第1章 第3節 神代家の食卓
香織は難しい顔で皿の上のブリの照り焼きを突きながら、盛大にため息をついた。
好物なはずのオカズを食べもせず難しい顔をしている香織を不思議そうに見ながら、沙織が母親に小声で話かけた。
「ねぇ、ママ。香織おねえちゃんどうしちゃたの?」
「香織ちゃんの入ってる部活が無くなりそうなんだって。」
「無くなんないから。」
二人の会話が聞こえていたのか、香織はちょっとムッとしたように返事をすると、勢いよくご飯をかきこんだ。
「パソコン部だったわよね、香織ちゃんの入っている部活って。」
伊織さんが食べ終わった茶碗にお茶を注ぎながら聞いてくる。
「部活で何してるの?」
「インターネットで調べものしたり、プログラミングの勉強したり?」
「疑問形?」
「・・・、ゲームしかしてません。」
香織の告白に、伊織さんは困ったように眉をひそめる。
「それじゃあ、おばあちゃんを説得出来ないわね。」
「だあってぇ~、智ちゃんが一緒にゲームしようって。」
「他人の所為にしない。」
伊織さんはぴしゃりと言った後、呆れたように苦笑を浮かべた。
「まぁ、おばあちゃんとしては、パソコン部に孫が居てほしくないのかもねぇ。」
「え~、どうして」
「理事長の孫が学校のお金をゲームにつぎ込んでるとか言われたら、世間体がねぇ・・・。」
「つぎ込んでないわよ。
それは、あたしもヤバイって思うもん。」
「じゃあ、部費は何に使ってるの?」
「パソコンを掃除するシートとか・・・、消耗品?
後は、ん~、データ保存用にUSB位は買うかも。」
「それって、大した額じゃないわよねぇ。」
「全部合わせても1万円いかないと思う。通信機器やパソコンは学校の備品を借りてるだけで、追加費用かけてないし。」
「じゃあやっぱり、おばあちゃんとしては香織ちゃんがパソコン部を辞めて、他の部活で活躍するのを期待してるにかもね。」
伊織さんは続けて、『実績がないから廃部にするというのは、あくまで建て前だろう』と予想を述べると、静かに湯飲みに口をつけた。
香織が不機嫌そうに椅子にもたれるのを見て、湯飲みを食卓に戻すと伊織さんが再び口を開いた。

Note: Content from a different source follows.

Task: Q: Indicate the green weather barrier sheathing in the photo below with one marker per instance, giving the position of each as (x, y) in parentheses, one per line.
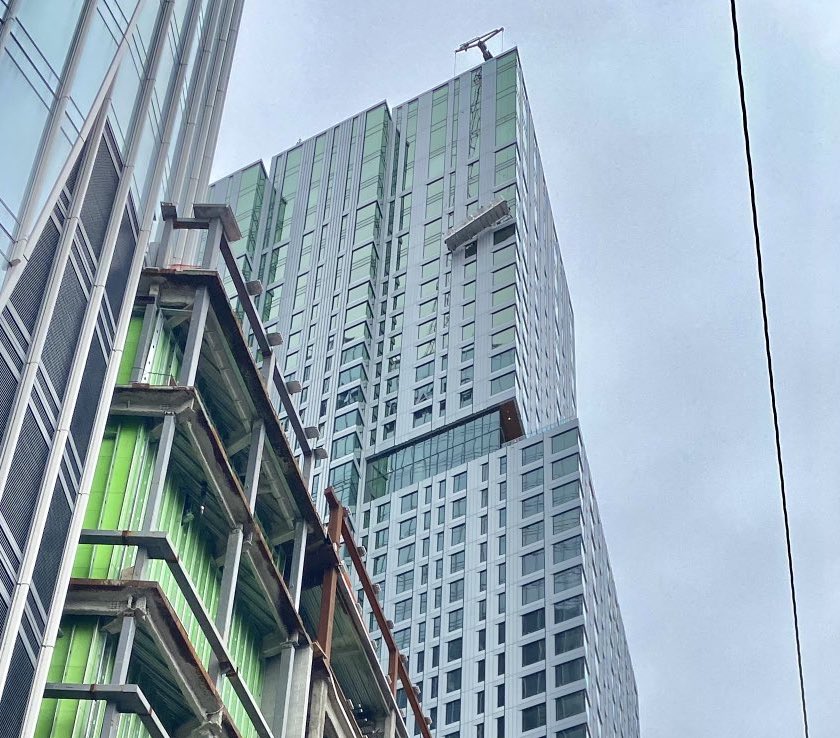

「廃部になっても同好会として活動できるんでしょ?部費が問題にならないなら、それでもいいんじゃない?」
「それは、・・・そうかもだけど・・・。」
「ん?・・・だけど?」
「なんか負けた気がする。」
「ふふふ、経費を削減したいって言うのはホントなんでしょうけど、たいして効果が期待できないって事なら、やっぱり、これを機にパソコン部なんて辞めて、運動部のエースとして活躍して欲しいってとこなんじゃないかなぁ。
香織ちゃん可愛いし、運動神経もいいでしょ。
それを見た中学生とかが香織ちゃんに憧れて、うちの学園の入学希望者が増えるなんて事になれば、おばあちゃんとしては鼻が高いでしょうし。」
「え~ママ、なんかおもしろがってるでしょ。」
可愛いと言われて悪い気はしないものの、単に実績云々の問題ではないといわれ、香織は益々微妙な気持ちになっていた。
「そうねぇ、取り敢えずパソコンに詳しい人にでも相談してみれば?」
「そんな人、いたっけ?」
香織が誰の事かと尋ねると、伊織さんはアパートのある方向を指さした。
「家賃代わりに使っていいわよ。」
※
上条博は不意に寒気を感じ、ビクッと震えた。
「風邪でもひいたか?」
テレビの中ではスーツ姿のアナウンサーが、毎年増加するIT詐欺のニュースを読み上げていた。